I am an assistant professor at the Brain & Cognition department at University of Amsterdam (UvA) Psychology.
I received my BA & MA in Cognitive and Biological Psychology from the Vrije Universiteit (Amsterdam, The Netherlands) and received my PhD in Cognitive Neuroscience from the University of Amsterdam.
Following my PhD, I was awarded a NWO Rubicon Scholarship to complete a 2 year post-doc at Harvard Univerity, in Mahzarin Banaji's Social Cognition Laboratory. Here my research focused on the influence that (unconscious) stereotypical knowledge has on low-level attentional processes, memory & language perception. Subsequently, I received a Marie Curie fellowship which allowed me to work together with Anil Seth at Sussex University, exploring the theoretical underpinning of how (social) predictions shape perceptual processing.
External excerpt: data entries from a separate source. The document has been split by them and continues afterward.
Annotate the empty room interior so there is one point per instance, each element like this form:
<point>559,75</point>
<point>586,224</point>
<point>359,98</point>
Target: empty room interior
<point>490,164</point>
My research focusses on the interplay between social knowledge and cognition, particularly on how pre-existing social knowledge (prejudice, stereotypes, political beliefs, etc) can directly influence basic cognitive processing, such as visual perception, consciousness, memory and language perception.
I teach an MA course on EEG, and BA courses on psycholinguistics. I have developed a course introducting cognitive and neuroscientific research methods (B&C Toolbox).